Tincion De Gram

Tinción de Gram

I. Introducción

El tamaño de las bacterias impide verlas a simple vista, sin embargo, las colonias que se forman en medios solidos si son visibles, de esta manera se puede hacer una observación a simple vista o macroscópica, en las colonias se puede estudiar una serie de características que nos ayudan a una ligera identificación, como a nivel morfológico (forma de las colonias), elevación, margen o borde y color de las colonias; es decir que por medio de una observación macroscópica no se puede identificar al tipo de bacterias, es por esto que se debe realizar una observación microscópica.

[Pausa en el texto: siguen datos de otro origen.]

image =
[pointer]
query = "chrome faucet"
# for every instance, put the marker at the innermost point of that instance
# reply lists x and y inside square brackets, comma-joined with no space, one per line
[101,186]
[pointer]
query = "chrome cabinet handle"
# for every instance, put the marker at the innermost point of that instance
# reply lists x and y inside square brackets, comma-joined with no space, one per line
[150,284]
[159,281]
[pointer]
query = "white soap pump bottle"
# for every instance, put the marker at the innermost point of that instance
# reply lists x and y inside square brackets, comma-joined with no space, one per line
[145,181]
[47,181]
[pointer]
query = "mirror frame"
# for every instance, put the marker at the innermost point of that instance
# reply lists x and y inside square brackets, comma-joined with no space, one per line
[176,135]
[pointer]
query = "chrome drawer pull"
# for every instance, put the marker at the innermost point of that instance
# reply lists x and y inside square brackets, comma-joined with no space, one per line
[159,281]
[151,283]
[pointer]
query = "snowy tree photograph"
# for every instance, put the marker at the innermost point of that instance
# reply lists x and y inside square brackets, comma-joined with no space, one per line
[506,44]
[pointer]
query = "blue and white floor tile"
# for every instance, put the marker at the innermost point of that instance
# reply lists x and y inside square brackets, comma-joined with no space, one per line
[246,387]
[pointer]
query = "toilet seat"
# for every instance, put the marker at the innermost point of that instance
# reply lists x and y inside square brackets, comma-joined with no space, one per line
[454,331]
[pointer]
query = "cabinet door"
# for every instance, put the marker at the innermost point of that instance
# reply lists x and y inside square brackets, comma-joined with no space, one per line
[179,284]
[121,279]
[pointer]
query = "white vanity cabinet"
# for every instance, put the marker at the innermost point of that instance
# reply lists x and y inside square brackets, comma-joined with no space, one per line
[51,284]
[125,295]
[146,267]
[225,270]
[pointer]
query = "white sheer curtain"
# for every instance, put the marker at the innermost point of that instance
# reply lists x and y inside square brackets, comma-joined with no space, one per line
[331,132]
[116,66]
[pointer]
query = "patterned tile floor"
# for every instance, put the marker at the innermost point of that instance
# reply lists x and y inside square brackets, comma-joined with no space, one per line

Ramos y Pérez (2004), las células microbianas se reproducen habitualmente con tal rapidez que en 18-24 horas dan lugar a la aparición de masas visibles de células sobre medios solidos que se denominan colonias. Cada colonia se considera que está formada por un único tipo de microorganismo. Las colonias tienen una morfología característica que se estudia a simple vista con la ayuda de una lupa. Las características más importantes de las colonias y cuyo estudio tiene interés en la caracterización son los siguientes:

• Forma: puede ser puntiforme, circular, irregular, filamentosa, rizoide u ovalada.

• Tamaño: se mide en mm. Se dice que es puntiforme si mide menos de 1mm.

• Elevación: vistas de perfil las colonias pueden ser plana, elevada (o en relieve), convexa, pulvinada (más elevada que convexa), mamelonada (con una protuberancia central), o umbilicada (con una depresión central).

• Forma del borde: puede ser entero, ondulado, lobulado, dentado (o aserrado), filamentoso y rizado.

• Superficie: puede ser lisa, rugosa, mate, brillante, transparente u opaca.

• Color: presencia de colores característicos y difusión de pigmentos en el medio.

• Capacidad de emulsión en agua: puede formar una suspensión uniforme, formar una suspensión grumosa o no se emulsiona.

En este laboratorio solo se tomó en cuenta la forma, borde, elevación y color.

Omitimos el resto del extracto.